As we can see therefore, you can pay too much salary to your partner.

Partners in Partnership
Under the right circumstances, you can save a lot more tax by making your partner at home your partner at work too (i.e. making your life partner your business partner). This has some very important legal implications which should be considered, some (but not all) of which can be resolved by using a Limited Liability Partnership.

This approach can be much more tax efficient because the National Insurance position for a business partner is much better than for an employee. Instead of employee’s National Insurance at 11% and employer’s at 12.8%, your partner will only pay Class 4 at 8% (plus £2.40 a week in Class 2).

For example, if Colin gave Bonnie a one third partnership share, the couple would save a total of £2,429 instead of the maximum saving of £1,426 achieved with a salary.

An even better way to save tax for a small or medium-sized business run by a couple is to use a company, make both partners shareholders and pay each of them dividends. Paying dividends to two people instead of one can save up to an extra £9,872 this year and could save up to more than £23,000 a year from next year onwards.

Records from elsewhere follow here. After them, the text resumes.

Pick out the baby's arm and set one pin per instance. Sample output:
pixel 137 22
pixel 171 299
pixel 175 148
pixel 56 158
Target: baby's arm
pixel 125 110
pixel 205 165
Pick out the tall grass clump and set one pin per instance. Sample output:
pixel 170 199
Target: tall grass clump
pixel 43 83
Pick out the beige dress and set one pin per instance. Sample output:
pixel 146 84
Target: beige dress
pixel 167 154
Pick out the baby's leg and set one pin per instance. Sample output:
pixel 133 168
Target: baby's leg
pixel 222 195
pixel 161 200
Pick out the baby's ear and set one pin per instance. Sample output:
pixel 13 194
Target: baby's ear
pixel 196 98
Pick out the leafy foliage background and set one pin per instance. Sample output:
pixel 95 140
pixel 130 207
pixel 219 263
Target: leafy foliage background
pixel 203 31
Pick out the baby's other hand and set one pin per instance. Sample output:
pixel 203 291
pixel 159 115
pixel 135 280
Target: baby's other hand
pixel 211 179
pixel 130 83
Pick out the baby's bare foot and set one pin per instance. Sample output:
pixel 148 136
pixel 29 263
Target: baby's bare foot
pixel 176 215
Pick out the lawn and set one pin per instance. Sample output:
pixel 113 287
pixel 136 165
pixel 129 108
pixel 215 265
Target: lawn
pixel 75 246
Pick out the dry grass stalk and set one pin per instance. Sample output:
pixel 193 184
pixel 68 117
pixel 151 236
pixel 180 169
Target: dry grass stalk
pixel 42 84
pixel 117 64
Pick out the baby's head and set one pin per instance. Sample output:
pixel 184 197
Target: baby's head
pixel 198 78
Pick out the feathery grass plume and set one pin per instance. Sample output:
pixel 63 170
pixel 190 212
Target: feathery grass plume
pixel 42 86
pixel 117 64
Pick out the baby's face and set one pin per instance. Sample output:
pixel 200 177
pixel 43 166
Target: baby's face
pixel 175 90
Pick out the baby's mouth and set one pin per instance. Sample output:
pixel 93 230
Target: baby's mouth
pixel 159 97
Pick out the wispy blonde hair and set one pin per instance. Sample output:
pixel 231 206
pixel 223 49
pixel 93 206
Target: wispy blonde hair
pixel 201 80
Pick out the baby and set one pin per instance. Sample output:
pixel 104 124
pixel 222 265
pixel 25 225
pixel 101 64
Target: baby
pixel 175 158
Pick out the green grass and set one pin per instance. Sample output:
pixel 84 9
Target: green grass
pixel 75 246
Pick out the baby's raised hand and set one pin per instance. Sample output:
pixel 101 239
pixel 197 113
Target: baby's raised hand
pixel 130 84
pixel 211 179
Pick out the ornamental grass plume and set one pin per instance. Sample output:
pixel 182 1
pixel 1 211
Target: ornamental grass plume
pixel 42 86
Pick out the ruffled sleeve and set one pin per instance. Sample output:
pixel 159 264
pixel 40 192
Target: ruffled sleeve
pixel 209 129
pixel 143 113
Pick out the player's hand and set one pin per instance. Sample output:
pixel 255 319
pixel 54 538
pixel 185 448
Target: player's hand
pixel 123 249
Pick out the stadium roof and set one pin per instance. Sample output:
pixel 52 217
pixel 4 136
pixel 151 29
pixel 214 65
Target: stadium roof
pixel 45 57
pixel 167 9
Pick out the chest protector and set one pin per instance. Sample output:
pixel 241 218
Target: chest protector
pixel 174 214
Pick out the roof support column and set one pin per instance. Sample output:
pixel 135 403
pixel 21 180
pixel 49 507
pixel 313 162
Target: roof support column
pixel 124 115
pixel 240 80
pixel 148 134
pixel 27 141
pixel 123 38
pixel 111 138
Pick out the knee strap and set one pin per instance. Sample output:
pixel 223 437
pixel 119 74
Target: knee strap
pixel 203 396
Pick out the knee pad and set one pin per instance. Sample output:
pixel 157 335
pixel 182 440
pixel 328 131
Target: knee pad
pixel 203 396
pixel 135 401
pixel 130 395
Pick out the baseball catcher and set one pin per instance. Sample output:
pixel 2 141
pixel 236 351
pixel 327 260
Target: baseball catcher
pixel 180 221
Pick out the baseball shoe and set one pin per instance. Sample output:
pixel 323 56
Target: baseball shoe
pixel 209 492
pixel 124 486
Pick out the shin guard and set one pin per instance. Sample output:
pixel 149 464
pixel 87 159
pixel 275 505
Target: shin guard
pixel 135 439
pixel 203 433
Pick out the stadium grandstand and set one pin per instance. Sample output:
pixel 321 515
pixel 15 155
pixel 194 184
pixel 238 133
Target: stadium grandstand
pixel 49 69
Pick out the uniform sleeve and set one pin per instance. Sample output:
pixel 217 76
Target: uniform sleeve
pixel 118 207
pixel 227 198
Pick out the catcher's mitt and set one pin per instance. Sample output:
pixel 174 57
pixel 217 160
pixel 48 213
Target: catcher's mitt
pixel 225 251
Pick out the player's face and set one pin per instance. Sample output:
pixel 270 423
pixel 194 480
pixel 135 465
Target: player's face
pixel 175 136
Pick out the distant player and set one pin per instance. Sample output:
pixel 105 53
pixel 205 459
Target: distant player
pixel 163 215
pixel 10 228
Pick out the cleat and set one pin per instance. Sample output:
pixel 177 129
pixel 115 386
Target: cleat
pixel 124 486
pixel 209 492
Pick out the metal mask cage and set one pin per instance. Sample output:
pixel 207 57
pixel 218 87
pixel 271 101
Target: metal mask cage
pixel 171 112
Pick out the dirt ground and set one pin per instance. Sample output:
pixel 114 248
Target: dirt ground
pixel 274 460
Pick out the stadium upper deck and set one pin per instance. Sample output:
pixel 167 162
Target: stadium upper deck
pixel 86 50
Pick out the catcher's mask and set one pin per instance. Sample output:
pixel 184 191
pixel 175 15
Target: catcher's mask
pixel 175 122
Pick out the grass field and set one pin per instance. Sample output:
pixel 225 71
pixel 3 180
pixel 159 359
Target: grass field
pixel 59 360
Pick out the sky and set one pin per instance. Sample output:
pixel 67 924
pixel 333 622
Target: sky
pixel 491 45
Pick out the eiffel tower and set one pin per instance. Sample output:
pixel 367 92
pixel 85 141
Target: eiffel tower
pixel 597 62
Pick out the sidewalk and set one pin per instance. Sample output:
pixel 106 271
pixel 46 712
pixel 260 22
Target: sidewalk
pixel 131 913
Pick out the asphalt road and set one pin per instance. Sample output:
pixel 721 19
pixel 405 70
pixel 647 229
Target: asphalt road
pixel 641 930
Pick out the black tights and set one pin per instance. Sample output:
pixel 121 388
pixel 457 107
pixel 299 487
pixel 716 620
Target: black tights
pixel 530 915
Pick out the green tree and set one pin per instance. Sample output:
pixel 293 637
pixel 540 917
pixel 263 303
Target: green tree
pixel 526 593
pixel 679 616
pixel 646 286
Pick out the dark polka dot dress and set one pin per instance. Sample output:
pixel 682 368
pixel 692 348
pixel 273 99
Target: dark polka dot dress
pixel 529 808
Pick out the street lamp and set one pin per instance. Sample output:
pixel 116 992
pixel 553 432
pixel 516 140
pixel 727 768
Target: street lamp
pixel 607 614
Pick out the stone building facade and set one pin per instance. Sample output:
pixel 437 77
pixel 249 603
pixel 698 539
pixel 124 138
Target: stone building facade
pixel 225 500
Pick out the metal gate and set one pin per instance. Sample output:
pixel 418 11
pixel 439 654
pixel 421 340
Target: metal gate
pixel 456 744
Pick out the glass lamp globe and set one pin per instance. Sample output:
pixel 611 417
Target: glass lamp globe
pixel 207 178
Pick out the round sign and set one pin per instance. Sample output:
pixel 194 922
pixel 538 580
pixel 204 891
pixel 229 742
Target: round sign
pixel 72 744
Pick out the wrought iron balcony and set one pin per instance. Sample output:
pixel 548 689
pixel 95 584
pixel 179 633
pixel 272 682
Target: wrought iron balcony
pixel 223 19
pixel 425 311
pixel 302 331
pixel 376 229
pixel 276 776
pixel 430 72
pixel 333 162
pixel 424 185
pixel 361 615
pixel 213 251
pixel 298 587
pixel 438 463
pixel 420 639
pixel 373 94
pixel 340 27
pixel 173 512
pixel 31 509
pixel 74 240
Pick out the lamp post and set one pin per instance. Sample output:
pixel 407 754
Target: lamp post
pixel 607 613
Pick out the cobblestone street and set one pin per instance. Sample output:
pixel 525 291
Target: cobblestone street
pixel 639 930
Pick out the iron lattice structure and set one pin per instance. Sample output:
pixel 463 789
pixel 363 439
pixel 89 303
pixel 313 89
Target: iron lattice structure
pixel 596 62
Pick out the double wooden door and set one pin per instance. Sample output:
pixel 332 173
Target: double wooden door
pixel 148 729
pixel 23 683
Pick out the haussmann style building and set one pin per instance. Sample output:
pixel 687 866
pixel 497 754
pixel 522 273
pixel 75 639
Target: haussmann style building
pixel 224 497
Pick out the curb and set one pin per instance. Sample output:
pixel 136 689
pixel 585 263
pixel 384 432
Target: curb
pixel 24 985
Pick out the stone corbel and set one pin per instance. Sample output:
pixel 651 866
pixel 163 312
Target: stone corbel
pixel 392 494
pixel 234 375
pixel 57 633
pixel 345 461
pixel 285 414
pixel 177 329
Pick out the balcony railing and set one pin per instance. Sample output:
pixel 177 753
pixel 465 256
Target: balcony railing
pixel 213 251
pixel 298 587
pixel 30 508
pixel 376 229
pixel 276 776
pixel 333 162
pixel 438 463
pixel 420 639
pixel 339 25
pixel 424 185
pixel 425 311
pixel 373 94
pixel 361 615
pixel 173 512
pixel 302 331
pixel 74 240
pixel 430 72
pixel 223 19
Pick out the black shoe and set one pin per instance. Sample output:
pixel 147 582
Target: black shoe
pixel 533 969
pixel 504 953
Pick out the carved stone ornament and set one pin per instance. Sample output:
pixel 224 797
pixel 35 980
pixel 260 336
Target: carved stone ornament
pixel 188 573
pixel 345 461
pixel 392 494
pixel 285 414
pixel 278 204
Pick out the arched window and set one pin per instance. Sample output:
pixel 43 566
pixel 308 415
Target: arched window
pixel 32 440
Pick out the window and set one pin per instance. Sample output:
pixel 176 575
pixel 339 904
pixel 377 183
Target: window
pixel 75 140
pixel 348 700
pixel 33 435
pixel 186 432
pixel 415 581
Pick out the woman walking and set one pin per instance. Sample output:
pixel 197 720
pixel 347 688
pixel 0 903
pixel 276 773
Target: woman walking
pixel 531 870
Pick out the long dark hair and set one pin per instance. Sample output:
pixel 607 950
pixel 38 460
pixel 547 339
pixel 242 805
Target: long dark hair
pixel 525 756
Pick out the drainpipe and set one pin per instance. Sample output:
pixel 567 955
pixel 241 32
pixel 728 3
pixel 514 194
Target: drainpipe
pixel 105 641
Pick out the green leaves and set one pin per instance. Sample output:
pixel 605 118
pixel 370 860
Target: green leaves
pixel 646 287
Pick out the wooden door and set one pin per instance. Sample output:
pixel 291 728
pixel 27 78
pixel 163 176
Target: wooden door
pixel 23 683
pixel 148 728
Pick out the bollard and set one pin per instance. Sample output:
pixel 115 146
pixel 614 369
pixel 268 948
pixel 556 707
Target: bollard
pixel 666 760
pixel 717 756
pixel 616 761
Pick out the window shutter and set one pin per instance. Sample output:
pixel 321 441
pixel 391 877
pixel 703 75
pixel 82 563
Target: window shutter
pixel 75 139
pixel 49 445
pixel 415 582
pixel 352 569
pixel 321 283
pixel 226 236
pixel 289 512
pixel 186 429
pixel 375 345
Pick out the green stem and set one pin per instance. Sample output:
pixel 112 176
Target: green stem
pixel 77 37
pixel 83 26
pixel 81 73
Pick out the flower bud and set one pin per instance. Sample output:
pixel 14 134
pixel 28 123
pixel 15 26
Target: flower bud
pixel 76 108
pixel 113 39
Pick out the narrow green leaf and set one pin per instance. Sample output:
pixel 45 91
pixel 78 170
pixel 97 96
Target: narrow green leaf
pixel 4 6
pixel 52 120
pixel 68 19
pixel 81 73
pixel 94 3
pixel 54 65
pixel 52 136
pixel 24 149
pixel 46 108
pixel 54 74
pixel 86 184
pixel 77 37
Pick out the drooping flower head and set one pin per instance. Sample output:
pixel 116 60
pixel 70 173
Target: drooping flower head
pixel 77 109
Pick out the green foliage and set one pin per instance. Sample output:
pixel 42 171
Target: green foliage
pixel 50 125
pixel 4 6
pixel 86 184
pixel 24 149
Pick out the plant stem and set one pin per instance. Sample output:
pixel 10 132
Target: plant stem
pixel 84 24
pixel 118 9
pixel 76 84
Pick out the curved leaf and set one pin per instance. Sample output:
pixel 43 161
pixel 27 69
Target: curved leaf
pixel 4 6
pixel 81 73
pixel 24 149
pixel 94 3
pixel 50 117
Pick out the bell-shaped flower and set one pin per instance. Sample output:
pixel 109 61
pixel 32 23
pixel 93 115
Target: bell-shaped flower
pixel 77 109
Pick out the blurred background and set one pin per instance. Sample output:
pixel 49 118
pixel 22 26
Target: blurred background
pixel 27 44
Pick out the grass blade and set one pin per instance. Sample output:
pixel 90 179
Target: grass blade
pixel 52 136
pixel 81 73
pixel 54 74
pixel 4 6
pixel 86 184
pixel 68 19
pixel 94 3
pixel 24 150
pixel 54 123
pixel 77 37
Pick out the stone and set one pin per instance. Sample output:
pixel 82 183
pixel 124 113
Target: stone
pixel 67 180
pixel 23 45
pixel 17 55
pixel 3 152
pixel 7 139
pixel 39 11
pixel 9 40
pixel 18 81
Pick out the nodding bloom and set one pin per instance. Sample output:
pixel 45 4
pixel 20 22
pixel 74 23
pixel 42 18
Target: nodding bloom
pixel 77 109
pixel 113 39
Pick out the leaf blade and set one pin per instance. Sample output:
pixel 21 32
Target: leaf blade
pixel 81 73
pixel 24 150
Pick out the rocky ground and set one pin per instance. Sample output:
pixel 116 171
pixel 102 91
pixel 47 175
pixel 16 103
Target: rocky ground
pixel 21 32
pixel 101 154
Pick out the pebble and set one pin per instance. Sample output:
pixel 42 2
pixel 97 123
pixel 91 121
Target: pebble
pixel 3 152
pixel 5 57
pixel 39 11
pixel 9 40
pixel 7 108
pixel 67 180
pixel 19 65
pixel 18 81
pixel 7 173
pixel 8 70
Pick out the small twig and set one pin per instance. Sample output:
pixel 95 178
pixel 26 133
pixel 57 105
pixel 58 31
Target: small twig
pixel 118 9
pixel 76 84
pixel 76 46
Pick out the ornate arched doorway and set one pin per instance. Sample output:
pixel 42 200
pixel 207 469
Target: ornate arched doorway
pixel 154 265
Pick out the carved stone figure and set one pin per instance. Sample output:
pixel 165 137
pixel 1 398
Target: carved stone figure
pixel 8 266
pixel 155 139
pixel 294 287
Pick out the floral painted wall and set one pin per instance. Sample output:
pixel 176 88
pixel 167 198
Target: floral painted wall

This type of planning was the subject of the landmark Arctic Systems case which Revenue and Customs lost in 2007. Since then, the Government has threatened us with so-called ‘income shifting’ legislation, although this has already been postponed twice.

We will look at the implications of any possible ‘income shifting’ legislation in a future issue of Business Tax Saver. In the meantime, there is nothing to stop any couple following the tax saving strategies outlined in this article, as long as they are both actively involved in the business.

Savings for High Earners

For those business owners now facing marginal tax rates of 51% or 61% on their business profits, even a salary paid to a higher rate taxpayer partner could save tax.

Ace anticipates making a profit of £110,000 for her accounting period ended 30th June 2010. Her husband Sylvester, who works as an accountant, estimates that this will give her a tax bill of £39,644 next year.

Sylvester has always helped Ace with her business but, as he already has a salary of £50,000 from his main job, the couple could never see any point in Ace paying him another salary.

This year, however, Ace pays Sylvester a salary of £5,715. As he is a higher rate taxpayer, he will have to pay £2,286 in Income Tax but, since his main employment is not connected with Ace’s business, there will be no National Insurance to pay.

Ace’s business profits will be reduced to £104,285 and Sylvester estimates that this will now give her a tax bill of £36,158. She saves £3,486 and the couple are £1,200 better off overall.

Even if Ace’s profits actually turn out to be just outside the 61% marginal rate band (income from £100,000 to around £114,000), Sylvester’s salary will still give them a small National Insurance saving, so there’s usually no harm in trying this technique even if you’re not quite sure where you stand.

On the other hand, if you’re more certain about your profit levels, you may want to pay your partner even more. Where your marginal personal tax rate is 51% or 61%, any salary payment to your partner will save tax overall unless and until it takes them into one of these higher marginal rate tax bands themselves.